Division of Gynecologic Oncology, Department of Obstetrics and Gynecology and Women's Health, Montefiore Medical Center, Bronx, NY, 10461, USA.
Department of Genetics, Albert Einstein College of Medicine, Price Center/Block Research Pavilion, Room 401, 1301 Morris Park Avenue, Bronx, NY, 10461, USA.
BMC Med Genomics. 2020 Nov 30;13(1):179. doi: 10.1186/s12920-020-00824-8.
The Cancer Genome Atlas identified four molecular subgroups of endometrial cancer with survival differences based on whole genome, transcriptomic, and proteomic characterization.
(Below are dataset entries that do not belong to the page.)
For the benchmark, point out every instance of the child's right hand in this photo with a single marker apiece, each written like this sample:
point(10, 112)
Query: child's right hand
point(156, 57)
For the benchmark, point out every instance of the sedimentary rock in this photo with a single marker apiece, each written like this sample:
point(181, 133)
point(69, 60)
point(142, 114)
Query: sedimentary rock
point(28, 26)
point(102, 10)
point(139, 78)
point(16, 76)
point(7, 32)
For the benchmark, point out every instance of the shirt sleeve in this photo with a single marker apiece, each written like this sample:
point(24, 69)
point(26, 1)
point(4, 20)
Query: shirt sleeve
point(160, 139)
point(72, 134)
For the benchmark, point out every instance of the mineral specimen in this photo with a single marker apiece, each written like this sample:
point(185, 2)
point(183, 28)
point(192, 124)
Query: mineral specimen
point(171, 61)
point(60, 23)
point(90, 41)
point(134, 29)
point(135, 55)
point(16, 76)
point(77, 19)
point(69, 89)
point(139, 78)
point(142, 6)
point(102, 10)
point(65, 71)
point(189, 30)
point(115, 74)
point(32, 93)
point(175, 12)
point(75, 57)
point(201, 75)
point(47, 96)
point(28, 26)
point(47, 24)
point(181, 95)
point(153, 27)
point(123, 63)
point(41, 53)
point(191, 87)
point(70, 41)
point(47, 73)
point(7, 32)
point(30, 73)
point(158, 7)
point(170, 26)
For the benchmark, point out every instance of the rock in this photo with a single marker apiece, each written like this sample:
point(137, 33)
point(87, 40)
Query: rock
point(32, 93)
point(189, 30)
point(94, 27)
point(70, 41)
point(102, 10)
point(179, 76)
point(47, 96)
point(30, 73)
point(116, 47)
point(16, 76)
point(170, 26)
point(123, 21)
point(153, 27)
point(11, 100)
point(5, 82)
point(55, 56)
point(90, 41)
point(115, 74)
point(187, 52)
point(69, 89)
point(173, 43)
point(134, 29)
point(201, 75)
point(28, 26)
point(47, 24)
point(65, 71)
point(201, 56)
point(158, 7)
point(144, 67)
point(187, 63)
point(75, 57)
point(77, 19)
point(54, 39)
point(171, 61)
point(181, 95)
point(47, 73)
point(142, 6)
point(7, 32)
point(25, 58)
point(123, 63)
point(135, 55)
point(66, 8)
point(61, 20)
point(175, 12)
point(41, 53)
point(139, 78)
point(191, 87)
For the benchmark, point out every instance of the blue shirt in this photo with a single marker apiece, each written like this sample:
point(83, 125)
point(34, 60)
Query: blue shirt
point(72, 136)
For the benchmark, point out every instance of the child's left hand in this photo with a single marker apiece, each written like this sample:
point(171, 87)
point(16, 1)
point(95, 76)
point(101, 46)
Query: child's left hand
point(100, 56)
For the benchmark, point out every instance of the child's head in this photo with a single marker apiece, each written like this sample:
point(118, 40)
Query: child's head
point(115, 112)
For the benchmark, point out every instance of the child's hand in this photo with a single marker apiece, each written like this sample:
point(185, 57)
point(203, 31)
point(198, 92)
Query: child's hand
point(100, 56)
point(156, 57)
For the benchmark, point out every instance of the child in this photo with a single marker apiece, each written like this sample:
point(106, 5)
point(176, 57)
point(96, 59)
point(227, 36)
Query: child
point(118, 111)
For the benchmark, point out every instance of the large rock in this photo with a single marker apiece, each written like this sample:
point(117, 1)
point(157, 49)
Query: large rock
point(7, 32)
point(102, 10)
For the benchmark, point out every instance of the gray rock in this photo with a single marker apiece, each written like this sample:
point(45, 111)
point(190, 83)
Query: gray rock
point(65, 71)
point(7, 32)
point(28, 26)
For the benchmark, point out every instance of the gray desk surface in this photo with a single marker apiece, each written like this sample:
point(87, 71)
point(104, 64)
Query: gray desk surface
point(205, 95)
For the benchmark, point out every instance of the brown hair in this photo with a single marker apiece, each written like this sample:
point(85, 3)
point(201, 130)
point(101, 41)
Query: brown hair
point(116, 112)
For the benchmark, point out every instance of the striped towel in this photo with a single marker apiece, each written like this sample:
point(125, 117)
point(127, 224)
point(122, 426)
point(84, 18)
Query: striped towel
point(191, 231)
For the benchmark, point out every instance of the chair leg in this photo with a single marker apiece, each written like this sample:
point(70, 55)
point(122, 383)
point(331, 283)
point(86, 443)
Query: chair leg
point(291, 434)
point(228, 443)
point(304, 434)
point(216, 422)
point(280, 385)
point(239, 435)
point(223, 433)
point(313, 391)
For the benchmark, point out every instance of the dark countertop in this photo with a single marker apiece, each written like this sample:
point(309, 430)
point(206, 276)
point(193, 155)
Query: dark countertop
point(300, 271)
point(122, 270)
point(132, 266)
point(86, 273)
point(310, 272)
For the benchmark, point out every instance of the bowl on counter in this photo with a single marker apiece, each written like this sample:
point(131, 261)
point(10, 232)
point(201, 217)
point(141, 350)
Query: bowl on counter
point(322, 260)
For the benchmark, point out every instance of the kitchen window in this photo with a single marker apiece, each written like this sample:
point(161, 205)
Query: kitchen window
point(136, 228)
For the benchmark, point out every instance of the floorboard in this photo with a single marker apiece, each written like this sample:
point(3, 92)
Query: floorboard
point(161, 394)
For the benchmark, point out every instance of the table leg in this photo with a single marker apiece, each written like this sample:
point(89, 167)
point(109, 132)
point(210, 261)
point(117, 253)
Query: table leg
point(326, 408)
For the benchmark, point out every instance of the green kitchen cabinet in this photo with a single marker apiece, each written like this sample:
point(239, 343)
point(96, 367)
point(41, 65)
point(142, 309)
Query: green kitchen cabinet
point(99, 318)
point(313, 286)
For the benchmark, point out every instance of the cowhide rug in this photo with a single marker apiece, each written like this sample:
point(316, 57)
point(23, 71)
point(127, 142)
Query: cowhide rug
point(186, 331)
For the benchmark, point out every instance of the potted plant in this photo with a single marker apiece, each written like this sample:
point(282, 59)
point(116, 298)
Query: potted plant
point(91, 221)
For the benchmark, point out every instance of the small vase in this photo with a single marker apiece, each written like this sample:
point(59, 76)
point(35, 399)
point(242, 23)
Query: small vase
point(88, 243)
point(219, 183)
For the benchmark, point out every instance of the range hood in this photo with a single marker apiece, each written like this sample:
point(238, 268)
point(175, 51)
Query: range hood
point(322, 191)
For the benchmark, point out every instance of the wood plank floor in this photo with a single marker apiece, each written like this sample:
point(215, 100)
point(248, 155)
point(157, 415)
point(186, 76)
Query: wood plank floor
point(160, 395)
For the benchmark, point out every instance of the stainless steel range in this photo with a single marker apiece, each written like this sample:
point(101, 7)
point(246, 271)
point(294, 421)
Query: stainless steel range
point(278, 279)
Clinically accessible algorithms that reproduce this data are needed. Our aim was to determine if targeted sequencing alone allowed for molecular classification of endometrial cancer.
Using a custom-designed 156 gene panel, we analyzed 47 endometrial cancers and matching non-tumor tissue. Variants were annotated for pathogenicity and medical records were reviewed for the clinicopathologic variables. Using molecular characteristics, tumors were classified into four subgroups. Group 1 included patients with > 570 unfiltered somatic variants, > 9 cytosine to adenine nucleotide substitutions per sample, and < 1 cytosine to guanine nucleotide substitution per sample. Group 2 included patients with any somatic mutation in MSH2, MSH6, MLH1, PMS2. Group 3 included patients with TP53 mutations without mutation in mismatch repair genes. Remaining patients were classified as group 4. Analyses were performed using SAS 9.4 (SAS Institute Inc., Cary, North Carolina, USA).
Endometrioid endometrial cancers had more candidate variants of potential pathogenic interest (median 6 IQR 4.13 vs. 2 IQR 2.3; p < 0.01) than uterine serous cancers. PTEN (82% vs. 15%, p < 0.01) and PIK3CA (74% vs. 23%, p < 0.01) mutations were more frequent in endometrioid than serous carcinomas. TP53 (18% vs. 77%, p < 0.01) mutations were more frequent in serous carcinomas. Visual inspection of the number of unfiltered somatic variants per sample identified six grade 3 endometrioid samples with high tumor mutational burden, all of which demonstrated POLE mutations, most commonly P286R and V411L. Of the grade 3 endometrioid carcinomas, those with POLE mutations were less likely to have risk factors necessitating adjuvant treatment than those with low tumor mutational burden. Targeted sequencing was unable to assign samples to microsatellite unstable, copy number low, and copy number high subgroups.
Targeted sequencing can predict the presence of POLE mutations based on the tumor mutational burden. However, targeted sequencing alone is inadequate to classify endometrial cancers into molecular subgroups identified by The Cancer Genome Atlas.
癌症基因组图谱通过全基因组、转录组和蛋白质组学特征鉴定了具有生存差异的四种子宫内膜癌分子亚型。需要能够重现这些数据的临床可获取算法。我们的目的是确定仅靶向测序是否可以实现子宫内膜癌的分子分类。
使用定制的 156 个基因面板,我们分析了 47 例子宫内膜癌和匹配的非肿瘤组织。对变体进行致病性注释,并审查病历以获取临床病理变量。根据分子特征,将肿瘤分为四个亚组。第 1 组包括具有 >570 个未经滤过的体细胞变体、>每个样本 9 个胞嘧啶到腺嘌呤核苷酸取代和<每个样本 1 个胞嘧啶到鸟嘌呤核苷酸取代的患者。第 2 组包括任何 MSH2、MSH6、MLH1、PMS2 体细胞突变的患者。第 3 组包括无错配修复基因突变的 TP53 突变患者。其余患者被归类为第 4 组。使用 SAS 9.4(SAS Institute Inc.,美国北卡罗来纳州卡里)进行分析。
子宫内膜样子宫内膜癌的候选潜在致病性变体数量更多(中位数 6 IQR 4.13 与 2 IQR 2.3;p<0.01),比子宫浆液性癌多。PTEN(82%与 15%,p<0.01)和 PIK3CA(74%与 23%,p<0.01)突变在子宫内膜样癌中更为常见。TP53(18%与 77%,p<0.01)突变在浆液性癌中更为常见。通过观察每个样本未经滤过的体细胞变体数量,我们发现 6 个高肿瘤突变负担的 3 级子宫内膜样样本,均显示 POLE 突变,最常见的是 P286R 和 V411L。在 3 级子宫内膜样癌中,POLE 突变的肿瘤比低肿瘤突变负担的肿瘤更不可能有需要辅助治疗的危险因素。靶向测序无法将样本分配到微卫星不稳定、拷贝数低和拷贝数高亚组。
靶向测序可以根据肿瘤突变负担预测 POLE 突变的存在。然而,仅靶向测序不足以将子宫内膜癌分类为癌症基因组图谱确定的分子亚型。